With stump carving, Rill would build scaffolding all around the stump sometimes 30-40-feet tall, and spend months whittling away, Richie said.

“He worked year-round carving through wind and rain. For sites that were far from home, he converted an old RV that held all his carving tools, workbenches as well as a bed, cooking area and wood stove.” Richie said in the beginning of his career there would be months without a stump to carve but as his reputation grew, he often was back-ordered with work.

Richie said his fondest memories of Rill are the conversations they had concerning their ongoing art projects at breakfasts they shared once or twice a month in Port Townsend.

“We talked about our early days in Port Townsend. Stanley loved nature and the outdoors. He kayaked from La Push to Neah Bay and all around the Salish Sea.”

Then, about two years ago, Rill arrived at his monthly breakfast with Richie hooked up to an oxygen machine, having recently been diagnosed with idiopathic pulmonary fibrosis.

“He got on the lung transplant waitlist and last January had a successful lung transplant,” Richie said. “His demeanor during that time as he was weakening was always positive and hopeful. Unfortunately his lungs were never right and he went through many indignities trying to heal.”

Richie said just about everyone who knew Rill marveled at his quiet gentle demeanor.

“He was a tinkerer who always tried to improve people’s lives.”

Rill’s sisters, Carolyn and Gloria, remember their brother fondly.

“Stanley was such a unique, lovely, talented and wonderful man that is so sadly seldom seen,” Carolyn said. “With all the pain and suffering that he’s endured this past year or so, he never complained, and always kept such a cheerful and upbeat demeanor.”

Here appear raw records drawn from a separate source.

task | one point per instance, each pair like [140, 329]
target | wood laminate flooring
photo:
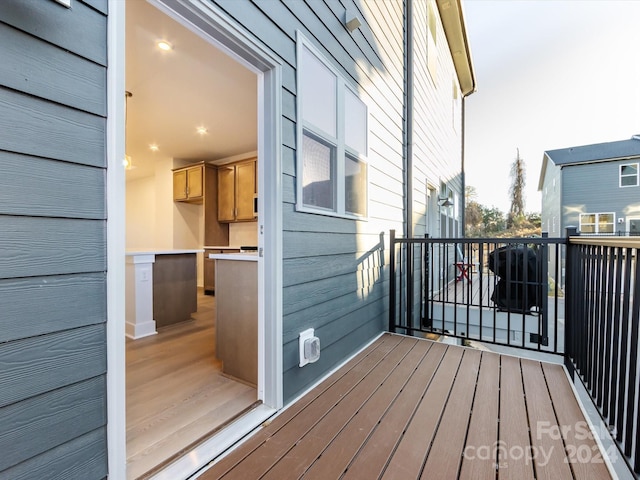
[176, 393]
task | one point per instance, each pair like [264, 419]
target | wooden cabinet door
[194, 182]
[226, 194]
[245, 190]
[180, 185]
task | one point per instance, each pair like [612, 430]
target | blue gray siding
[52, 240]
[594, 188]
[334, 269]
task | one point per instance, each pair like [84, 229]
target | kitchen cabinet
[188, 184]
[210, 267]
[237, 316]
[237, 190]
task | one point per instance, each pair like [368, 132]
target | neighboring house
[360, 132]
[595, 188]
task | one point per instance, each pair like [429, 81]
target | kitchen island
[161, 289]
[237, 314]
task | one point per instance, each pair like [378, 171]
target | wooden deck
[410, 408]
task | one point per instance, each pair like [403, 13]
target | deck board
[579, 440]
[336, 458]
[454, 424]
[478, 461]
[514, 426]
[371, 461]
[411, 408]
[547, 449]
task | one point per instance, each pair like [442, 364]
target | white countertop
[245, 257]
[131, 253]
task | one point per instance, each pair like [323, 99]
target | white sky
[550, 74]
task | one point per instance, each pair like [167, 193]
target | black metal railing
[492, 290]
[603, 292]
[574, 296]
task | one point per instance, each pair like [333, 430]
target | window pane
[355, 188]
[318, 86]
[355, 123]
[605, 223]
[318, 172]
[629, 169]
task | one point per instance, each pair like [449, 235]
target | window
[333, 139]
[629, 175]
[597, 222]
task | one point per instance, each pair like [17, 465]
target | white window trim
[341, 149]
[597, 223]
[637, 175]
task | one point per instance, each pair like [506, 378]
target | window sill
[328, 213]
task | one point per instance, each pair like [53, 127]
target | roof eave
[452, 18]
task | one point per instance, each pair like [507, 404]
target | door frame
[208, 21]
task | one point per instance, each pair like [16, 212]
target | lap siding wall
[53, 240]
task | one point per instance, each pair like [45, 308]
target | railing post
[571, 274]
[392, 280]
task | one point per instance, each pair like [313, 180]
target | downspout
[408, 119]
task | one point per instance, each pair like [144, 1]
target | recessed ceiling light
[164, 45]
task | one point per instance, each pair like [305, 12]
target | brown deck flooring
[410, 408]
[176, 393]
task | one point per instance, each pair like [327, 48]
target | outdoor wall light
[445, 202]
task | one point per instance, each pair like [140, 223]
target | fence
[603, 291]
[575, 296]
[491, 290]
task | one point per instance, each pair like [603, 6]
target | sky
[550, 74]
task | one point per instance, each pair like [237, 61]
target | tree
[516, 190]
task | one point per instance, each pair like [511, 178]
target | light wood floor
[176, 393]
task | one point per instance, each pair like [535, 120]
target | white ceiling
[175, 92]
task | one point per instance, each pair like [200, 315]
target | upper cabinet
[237, 191]
[188, 184]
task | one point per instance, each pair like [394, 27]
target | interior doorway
[152, 362]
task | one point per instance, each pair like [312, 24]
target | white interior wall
[245, 233]
[140, 214]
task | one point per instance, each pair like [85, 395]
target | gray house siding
[52, 240]
[595, 188]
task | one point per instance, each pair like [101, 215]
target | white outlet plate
[305, 335]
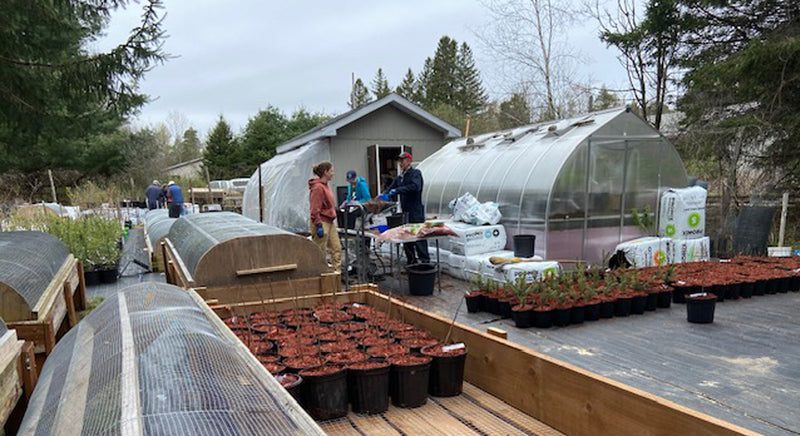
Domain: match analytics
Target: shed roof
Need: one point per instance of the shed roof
(331, 127)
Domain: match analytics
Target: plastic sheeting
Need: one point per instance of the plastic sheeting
(29, 261)
(149, 360)
(285, 187)
(572, 183)
(194, 235)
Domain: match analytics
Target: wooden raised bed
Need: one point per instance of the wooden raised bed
(567, 398)
(56, 301)
(248, 261)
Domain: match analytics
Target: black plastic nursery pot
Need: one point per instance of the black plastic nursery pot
(562, 317)
(522, 316)
(591, 312)
(622, 307)
(638, 303)
(651, 301)
(421, 277)
(700, 308)
(408, 380)
(324, 392)
(447, 370)
(543, 318)
(474, 302)
(368, 386)
(664, 299)
(607, 309)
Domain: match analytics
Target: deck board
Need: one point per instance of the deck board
(744, 368)
(474, 413)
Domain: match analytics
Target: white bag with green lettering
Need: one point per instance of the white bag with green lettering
(683, 213)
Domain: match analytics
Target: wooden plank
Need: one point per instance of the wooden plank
(267, 269)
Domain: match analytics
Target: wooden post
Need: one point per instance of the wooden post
(784, 209)
(260, 197)
(52, 186)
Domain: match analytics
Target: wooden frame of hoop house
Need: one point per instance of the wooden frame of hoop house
(563, 396)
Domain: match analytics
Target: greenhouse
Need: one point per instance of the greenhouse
(153, 359)
(225, 248)
(29, 264)
(572, 183)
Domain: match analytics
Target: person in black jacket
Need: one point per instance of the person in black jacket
(409, 186)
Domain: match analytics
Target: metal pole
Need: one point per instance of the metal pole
(784, 209)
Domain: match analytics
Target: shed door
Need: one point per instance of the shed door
(373, 168)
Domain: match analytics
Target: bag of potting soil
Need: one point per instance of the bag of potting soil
(683, 213)
(647, 251)
(691, 250)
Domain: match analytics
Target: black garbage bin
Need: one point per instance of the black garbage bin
(421, 277)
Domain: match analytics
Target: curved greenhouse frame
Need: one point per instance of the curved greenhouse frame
(573, 183)
(153, 359)
(225, 248)
(29, 262)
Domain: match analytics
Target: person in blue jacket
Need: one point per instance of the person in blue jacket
(409, 186)
(357, 188)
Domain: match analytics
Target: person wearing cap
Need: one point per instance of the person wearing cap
(175, 198)
(408, 185)
(152, 194)
(357, 189)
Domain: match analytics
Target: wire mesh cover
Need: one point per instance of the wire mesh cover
(149, 361)
(159, 230)
(29, 261)
(193, 235)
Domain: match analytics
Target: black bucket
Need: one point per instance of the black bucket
(524, 245)
(421, 277)
(369, 388)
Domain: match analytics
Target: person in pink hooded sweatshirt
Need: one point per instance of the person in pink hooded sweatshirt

Carolyn said Rill’s doctor and the staff at the hospital “couldn’t help but fall in love with our beautiful Stanley. They mentioned that he never complained, not once, to them about his situation, and was always genuinely concerned about how they were all doing instead.”

Michele Raney, Rill’s former girlfriend, said even when hospitalized, Rill still had to create.

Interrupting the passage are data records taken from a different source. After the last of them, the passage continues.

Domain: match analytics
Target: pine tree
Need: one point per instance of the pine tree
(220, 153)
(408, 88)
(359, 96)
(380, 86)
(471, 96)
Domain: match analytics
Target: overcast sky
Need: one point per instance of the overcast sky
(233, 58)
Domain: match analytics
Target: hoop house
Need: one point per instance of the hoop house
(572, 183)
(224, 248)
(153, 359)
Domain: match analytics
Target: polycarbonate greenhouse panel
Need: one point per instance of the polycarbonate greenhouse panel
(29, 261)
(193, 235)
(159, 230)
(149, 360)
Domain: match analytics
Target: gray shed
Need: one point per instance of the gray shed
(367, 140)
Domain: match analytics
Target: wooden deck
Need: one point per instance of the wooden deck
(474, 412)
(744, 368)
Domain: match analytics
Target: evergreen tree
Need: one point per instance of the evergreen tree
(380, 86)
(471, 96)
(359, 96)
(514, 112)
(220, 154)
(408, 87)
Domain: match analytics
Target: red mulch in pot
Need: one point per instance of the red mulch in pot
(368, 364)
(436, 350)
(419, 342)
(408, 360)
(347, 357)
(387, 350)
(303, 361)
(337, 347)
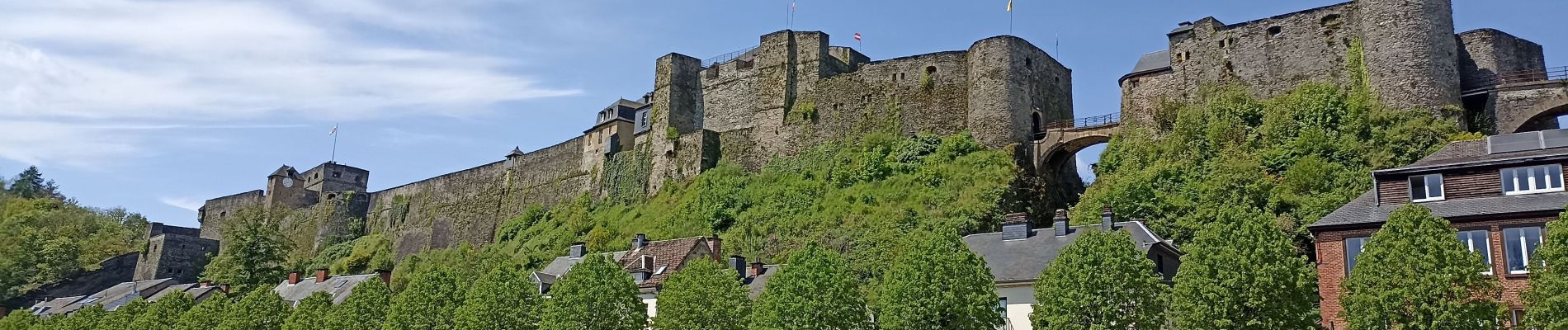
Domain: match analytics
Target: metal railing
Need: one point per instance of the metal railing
(1084, 122)
(1518, 77)
(726, 57)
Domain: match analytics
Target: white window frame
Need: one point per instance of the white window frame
(1484, 248)
(1524, 251)
(1426, 182)
(1528, 183)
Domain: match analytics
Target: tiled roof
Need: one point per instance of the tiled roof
(339, 286)
(1023, 260)
(1364, 210)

“Stan was a genuine MacGyver. He could fix anything. In fact, while in the hospital for several months, his creative mind worked on ideas and inventions to help make life in the hospital more efficient and comfortable.”

The doctors and nurses highly valued his input, and his presentation added humor, even in the most uncomfortable situations, Raney said.

“Word passed around that if you wanted your spirit lifted visit Stan’s room.”

Growing up in Africa, Rill was exposed to the art of woodcarving from a young age, said Gloria.

“He really loved carving when he was younger. The carvings he saw were his first inspiration.”

Gloria said she was constantly astounded by her brother’s work.

Michele Raney, Rill’s former girlfriend, said Rill created a life full of adventure.

“It was always a good time going camping with Stan, especially kayak camping. Delightful creative cooking was always part of the experience.”

Raney said Rill was always ready to help others in need.

“I recall a time when Stan and I were camping on Lake Washington. We were having dinner gazing out at the lake watching a lone kayaker. Lightning-fast Stan jumped into his kayak and went out and saved a man from drowning. In most any situation, Stan invented his way through. I always felt safe with Stanley.”